This week I’ve been busy in two distinct areas of “scholarly activism”. At first sight they might seem very disparate, but I think they are part of the same overall project.
On Monday, the Steady State Manchester collective, of which I’m part, published The Viable Economy, a pamphlet that provides an outline of an alternative economic, political and cultural model that integrates economic, social and ecological well-being. It draws on ecological economics – especially the idea of limits to growth, but also on the ethics of social justice and the critique of capitalism as a system whose goal is the accumulation of surplus in private hands. The influence of alternative and post-development thinkers such as André Gorz, Manfred Max-Neef, Maria Mies, Arturo Escobar, Serge Latouche, Vandana Shiva, Franz Hinkelammert, Samir Amin, Enrique Dussel, Eduardo Gudynas, and many others is also there.
It is that tradition that provides a link with the other big event, the 25th anniversary of the murder, by US trained Salvadorian army unit of the founder of Liberation Psychology, Ignacio Martín-Baró (along with colleagues at the University of Central America, and two witnesses, their housekeeper and her daughter). Through the English Language Liberation Psychology Network, I have commemorated this by inviting, and publishing a set of contributions to reflect on Martín-Baró’s work and legacy and its relevance for our own times.

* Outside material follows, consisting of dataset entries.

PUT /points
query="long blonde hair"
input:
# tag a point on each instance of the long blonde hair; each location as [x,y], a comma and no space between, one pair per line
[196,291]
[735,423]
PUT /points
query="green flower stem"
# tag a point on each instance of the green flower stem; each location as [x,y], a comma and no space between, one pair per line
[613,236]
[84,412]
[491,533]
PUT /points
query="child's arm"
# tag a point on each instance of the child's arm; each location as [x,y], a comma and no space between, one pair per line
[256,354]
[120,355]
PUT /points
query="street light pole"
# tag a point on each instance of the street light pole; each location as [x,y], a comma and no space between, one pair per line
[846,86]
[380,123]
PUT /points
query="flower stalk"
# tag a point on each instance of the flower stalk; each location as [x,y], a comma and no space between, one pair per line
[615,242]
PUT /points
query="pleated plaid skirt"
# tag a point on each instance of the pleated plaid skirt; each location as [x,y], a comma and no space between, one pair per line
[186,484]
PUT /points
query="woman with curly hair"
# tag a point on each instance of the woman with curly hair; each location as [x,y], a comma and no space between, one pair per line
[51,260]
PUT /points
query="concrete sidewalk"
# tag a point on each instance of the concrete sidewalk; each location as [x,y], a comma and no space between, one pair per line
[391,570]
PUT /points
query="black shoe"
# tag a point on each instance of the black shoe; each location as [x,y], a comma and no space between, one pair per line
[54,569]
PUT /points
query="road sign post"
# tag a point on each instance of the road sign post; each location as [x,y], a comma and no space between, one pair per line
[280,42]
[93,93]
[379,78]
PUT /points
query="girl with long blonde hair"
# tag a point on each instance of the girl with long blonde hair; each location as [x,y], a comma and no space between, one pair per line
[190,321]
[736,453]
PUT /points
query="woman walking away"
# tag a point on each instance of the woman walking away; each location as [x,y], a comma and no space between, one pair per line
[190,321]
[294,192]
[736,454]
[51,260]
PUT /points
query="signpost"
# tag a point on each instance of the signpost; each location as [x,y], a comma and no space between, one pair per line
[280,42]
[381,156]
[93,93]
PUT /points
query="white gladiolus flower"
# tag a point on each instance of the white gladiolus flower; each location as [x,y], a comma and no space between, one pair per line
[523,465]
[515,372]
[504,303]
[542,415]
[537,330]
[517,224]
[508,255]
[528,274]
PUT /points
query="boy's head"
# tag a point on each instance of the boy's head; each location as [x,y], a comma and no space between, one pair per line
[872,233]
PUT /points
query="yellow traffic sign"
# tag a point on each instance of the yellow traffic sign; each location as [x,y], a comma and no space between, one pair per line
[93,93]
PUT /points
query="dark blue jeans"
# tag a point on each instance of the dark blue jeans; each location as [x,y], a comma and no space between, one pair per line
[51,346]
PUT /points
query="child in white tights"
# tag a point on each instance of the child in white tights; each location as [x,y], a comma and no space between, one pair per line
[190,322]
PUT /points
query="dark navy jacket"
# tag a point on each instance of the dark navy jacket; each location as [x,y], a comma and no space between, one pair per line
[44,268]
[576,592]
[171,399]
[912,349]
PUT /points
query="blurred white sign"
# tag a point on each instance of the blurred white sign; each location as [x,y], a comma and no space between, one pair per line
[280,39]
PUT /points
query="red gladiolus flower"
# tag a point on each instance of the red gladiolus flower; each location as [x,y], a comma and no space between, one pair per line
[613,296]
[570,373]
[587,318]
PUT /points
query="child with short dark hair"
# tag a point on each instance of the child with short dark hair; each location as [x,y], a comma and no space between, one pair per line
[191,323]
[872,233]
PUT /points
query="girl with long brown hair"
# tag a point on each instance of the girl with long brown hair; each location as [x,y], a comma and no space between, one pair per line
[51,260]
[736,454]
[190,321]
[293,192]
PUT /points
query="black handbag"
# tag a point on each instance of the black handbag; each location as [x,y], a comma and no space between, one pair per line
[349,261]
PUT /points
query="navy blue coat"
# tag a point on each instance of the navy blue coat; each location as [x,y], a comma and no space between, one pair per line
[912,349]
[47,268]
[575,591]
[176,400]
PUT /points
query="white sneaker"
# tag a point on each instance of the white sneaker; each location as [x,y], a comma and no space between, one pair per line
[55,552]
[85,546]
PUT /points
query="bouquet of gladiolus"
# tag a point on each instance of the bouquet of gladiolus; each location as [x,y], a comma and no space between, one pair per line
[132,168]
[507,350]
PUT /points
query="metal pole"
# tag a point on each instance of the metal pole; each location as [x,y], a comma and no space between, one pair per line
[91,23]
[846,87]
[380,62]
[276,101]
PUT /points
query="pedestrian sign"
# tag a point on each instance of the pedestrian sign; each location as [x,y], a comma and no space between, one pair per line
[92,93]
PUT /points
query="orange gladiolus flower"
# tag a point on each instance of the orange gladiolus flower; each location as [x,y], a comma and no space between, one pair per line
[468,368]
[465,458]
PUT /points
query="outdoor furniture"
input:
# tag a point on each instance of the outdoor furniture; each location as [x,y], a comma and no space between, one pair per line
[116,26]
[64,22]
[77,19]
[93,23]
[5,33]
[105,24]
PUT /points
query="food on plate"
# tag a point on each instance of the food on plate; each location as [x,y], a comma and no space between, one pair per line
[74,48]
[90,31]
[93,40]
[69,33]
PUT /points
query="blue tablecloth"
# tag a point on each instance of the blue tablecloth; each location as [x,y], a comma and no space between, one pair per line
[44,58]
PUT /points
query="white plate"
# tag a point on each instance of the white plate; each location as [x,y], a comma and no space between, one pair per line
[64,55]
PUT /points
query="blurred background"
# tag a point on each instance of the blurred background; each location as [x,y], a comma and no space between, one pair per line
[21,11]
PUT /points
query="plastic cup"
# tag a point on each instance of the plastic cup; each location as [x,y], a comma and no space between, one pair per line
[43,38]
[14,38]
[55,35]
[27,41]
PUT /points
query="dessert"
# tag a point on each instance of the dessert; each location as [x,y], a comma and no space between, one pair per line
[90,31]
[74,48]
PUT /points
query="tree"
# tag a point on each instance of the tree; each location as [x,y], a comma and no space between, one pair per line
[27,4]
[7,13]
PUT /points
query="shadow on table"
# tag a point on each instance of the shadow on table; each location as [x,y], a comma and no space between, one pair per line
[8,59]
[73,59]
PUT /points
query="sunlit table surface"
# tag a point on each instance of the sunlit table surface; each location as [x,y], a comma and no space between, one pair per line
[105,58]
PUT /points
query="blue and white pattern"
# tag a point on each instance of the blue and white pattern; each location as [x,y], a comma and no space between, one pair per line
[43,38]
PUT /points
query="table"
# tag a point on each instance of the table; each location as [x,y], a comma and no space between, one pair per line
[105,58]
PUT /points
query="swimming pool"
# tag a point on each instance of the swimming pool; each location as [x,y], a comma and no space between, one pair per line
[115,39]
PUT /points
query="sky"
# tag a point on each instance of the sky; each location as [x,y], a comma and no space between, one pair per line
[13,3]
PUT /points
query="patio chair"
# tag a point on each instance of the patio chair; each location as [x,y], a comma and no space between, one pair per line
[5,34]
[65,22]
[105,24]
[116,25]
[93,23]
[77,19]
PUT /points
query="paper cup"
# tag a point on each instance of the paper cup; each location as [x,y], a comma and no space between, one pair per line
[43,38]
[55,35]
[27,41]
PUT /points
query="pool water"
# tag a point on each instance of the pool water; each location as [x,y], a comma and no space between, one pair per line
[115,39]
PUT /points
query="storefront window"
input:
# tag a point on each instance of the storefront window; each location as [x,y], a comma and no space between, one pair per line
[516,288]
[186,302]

Martín-Baró can be seen as part of the de-colonial movement in Latin America, something that unites not just the engaged intellectuals of fields like popular pedagogy, liberation theology, liberation philosophy, social ecology, anti-dependency economics, and militant sociology, but also the social movements like the Zapatistas of Chiapas in Mexico, the Brazilian landless workers movement (MST), those opposing the devastation caused by extractive industries throughout the continent, and some elements in the coalitions behind the more left wing governments of the region, governments that are nevertheless sites of struggle between orthodox social democratic, mitigated, trickle-down capitalism, and more radical ideas that question the received models of development and well-being (ooh that was a long sentence, sorry!). An example of the latter is the extensive work on vivir bien / buen vivir.
There are several connections with Steady State Manchester’s work on alternative models of development for our own region in this rich core capitalist country:
The unbalanced nature of our own economy, with its dependence on global supply chains, its industrial past and de-industrial present, and the isolation of its urban sprawl from its rural hinterland, has its roots in the dispossession of our own peasantry, and the colonisation of what is now the Majority World. At the same time our society has been colonised, dominated by an economic rationality from which we need to escape. It is no surprise that before the term “neo-liberalism” came into widespread use, and while in the UK we spoke of the New Right, in Australia the term most used was “economic rationalism” which echoes the thinking of André Gorz who first used the term “decroissance” (degrowth).
For a Gramscian like me, committed to an alternative (to) development, there is a challenge. We need to build alliances with others who oppose the hegemonic project of neoliberalism, and the longer term domination of capitalism itself. But that means allying with those who have quite conventional, indeed uncritical, understandings of development, growth, prosperity. This can be seen in the alliance of post-Keynesians with ecological activists, both in the New Economics movement and in continental movements like Syriza and Podemos/Los Indignados. We need to understand and use the insights from Keynesian thought, but not surrender to the idea that all we need to do for salvation is reflate demand to restore GDP growth. And that goes for the green variant of (post?-)Keynesianism, the restart of the economy by investing in climate-friendly schemes like retrofitting housing with insulation, and renewable energy. If those things only lead to a resurgence of the treadmill of material consumption, all it will do is contribute further to alienation, status insecurity, inequality, and to human and natural exploitation on a global scale.
We don’t know what Martín-Baró would have said about this, but from the frugal lifestyle of the UCA jesuits (and I’m no Christian), his prioritisation of sharing through culture, and his selfless prioritisation of the dispossessed, I think I know where he would be standing now.